What is an investment property?
Updated June 21, 2021
An investment property is a piece of real estate acquired with the goal of deriving a return on the investment. As they are not intended to be primary residences, buyers intend to recoup their money from their investment via a resale of the property (usually following repairs or renovations), generating rental income from the property or a combination of the two. It is important to note that an investment property is not considered a vacation home, but is solely purchased for the intention of earning revenue. In general, it is purchased either by a single investor or a pair or group of investors.
A property that is flipped—purchased and renovated in a short period of time in order to put it back on the market—is not always considered an investment property, because it is done so with the goal to sell quickly to make a profit. Investment properties are bought with the goal of either earning some type of income, such as rental income, interest or dividends, or appreciating in value over an extensive period of time.
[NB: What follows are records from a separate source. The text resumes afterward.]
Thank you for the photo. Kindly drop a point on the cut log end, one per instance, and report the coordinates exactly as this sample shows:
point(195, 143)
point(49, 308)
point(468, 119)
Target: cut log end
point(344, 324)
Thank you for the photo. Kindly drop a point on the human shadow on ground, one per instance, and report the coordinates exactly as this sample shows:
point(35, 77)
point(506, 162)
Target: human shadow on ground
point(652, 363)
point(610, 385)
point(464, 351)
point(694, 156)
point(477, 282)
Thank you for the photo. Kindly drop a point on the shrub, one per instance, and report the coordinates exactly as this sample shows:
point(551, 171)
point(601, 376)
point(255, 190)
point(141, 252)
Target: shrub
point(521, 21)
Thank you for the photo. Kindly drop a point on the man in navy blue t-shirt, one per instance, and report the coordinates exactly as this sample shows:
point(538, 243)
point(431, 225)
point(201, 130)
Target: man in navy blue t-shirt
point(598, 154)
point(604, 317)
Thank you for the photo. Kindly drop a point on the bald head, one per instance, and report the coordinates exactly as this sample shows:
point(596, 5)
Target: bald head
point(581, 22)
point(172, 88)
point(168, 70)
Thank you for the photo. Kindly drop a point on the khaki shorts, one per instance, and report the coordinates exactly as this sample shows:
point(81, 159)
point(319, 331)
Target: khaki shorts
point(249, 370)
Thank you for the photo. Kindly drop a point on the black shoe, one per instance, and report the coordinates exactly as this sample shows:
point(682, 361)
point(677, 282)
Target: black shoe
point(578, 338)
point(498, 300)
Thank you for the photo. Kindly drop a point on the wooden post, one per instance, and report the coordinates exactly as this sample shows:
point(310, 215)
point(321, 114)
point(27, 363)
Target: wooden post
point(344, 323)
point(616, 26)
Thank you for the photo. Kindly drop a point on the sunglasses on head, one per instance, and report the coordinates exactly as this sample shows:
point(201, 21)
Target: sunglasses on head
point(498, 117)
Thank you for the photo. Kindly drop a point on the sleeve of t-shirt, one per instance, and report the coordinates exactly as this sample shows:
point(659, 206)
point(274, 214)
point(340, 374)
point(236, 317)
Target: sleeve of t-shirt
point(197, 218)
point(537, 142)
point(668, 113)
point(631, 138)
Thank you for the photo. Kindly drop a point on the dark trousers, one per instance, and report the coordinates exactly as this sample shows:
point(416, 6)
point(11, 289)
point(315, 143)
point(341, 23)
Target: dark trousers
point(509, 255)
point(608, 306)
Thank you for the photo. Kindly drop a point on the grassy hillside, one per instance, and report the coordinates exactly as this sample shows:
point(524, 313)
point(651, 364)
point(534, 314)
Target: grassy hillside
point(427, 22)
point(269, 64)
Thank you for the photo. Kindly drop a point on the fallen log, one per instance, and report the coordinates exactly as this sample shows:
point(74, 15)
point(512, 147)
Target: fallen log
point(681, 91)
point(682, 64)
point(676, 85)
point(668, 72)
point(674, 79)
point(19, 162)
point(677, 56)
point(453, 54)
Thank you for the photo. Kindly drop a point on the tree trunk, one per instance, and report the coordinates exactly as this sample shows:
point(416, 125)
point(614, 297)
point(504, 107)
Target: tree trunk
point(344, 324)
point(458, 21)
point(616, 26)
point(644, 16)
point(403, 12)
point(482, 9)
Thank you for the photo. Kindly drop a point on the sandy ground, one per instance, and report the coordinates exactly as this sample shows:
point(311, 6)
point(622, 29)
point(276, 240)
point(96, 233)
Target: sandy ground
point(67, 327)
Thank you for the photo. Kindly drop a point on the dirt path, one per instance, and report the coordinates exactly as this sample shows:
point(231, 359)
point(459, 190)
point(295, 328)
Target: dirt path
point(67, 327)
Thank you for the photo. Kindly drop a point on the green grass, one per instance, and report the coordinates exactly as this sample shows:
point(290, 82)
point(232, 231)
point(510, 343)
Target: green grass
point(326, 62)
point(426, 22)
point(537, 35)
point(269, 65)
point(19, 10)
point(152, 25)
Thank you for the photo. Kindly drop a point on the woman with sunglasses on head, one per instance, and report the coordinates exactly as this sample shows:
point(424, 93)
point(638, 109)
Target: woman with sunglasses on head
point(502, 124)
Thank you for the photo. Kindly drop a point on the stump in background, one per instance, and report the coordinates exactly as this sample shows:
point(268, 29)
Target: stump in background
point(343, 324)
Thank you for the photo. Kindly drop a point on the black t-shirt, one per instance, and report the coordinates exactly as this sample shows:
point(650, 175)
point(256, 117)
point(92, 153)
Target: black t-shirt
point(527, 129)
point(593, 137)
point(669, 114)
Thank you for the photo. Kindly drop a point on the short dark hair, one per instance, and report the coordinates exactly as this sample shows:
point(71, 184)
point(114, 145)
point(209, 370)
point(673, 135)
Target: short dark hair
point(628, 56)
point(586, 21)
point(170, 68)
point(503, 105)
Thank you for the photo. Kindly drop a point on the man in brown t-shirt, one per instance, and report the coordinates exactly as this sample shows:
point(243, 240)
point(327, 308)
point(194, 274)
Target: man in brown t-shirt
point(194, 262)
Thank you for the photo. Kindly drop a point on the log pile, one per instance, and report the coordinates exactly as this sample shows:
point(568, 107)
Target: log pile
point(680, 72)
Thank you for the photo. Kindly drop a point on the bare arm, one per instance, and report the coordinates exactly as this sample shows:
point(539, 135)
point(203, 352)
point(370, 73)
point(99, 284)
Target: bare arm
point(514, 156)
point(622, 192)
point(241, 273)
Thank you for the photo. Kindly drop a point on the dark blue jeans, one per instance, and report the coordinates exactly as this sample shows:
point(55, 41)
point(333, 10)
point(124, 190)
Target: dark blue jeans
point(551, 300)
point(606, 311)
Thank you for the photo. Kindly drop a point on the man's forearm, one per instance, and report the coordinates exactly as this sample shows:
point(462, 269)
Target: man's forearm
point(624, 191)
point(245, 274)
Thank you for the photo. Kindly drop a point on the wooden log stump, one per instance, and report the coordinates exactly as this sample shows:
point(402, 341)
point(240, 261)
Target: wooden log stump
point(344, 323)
A residential investment property, which can generate monthly rents from tenants, includes anything that qualifies as a residential structure, such as single-family homes, apartments and condominiums.
An investment property is a piece of real estate acquired with the goal of deriving a return on the investment. Credit: Frederick Warren/Unsplash
In general, a commercial investment property is either a retail location or residential building. These properties are often favored by groups of investors, or even corporations, because their leases will elicit significantly higher rental income than a residential property. The drawback, however, is that improvements and upkeep will also be higher as well. But the advantage is that the revenue from the rental income should balance out the costs of investing in the commercial property.
A mixed-use investment property can be used both for residential and commercial uses at the same time. This kind of property could feature a retail storefront with the upper floors containing residential spaces.
Besides real estate, an investment property can also be defined as assets purchased with the intention of it gaining value over time, and could also apply to artwork, tracts of land, securities and collector’s items (i.e. classic cars, coins, currency and jewelry). It should be also noted that some buildings in metropolitan areas, such as New York City co-ops, cannot be purchased for investment purposes.
Mortgage Requirements for Investment Properties
When applying for a mortgage for an investment property, investors will be asked to provide the same documentation required for primary and vacation residences—tax returns, paycheck stubs and bank statements to confirm assets—and authorize a credit check.
Even so, the guidelines are much more strict for investment properties. Loan qualifications tend to require higher credit scores. Depending on whether applying for a fixed-rate or adjustable-rate mortgage, the minimum credit score falls between 640 and 680; whereas with a primary residence, it can be as low as 620. The borrower would likely also have to pay a higher interest rate, because investment properties are viewed as a larger risk than primary residences. A more significant down payment would be required as well, and would approximate between 15% and 25% of the purchase price.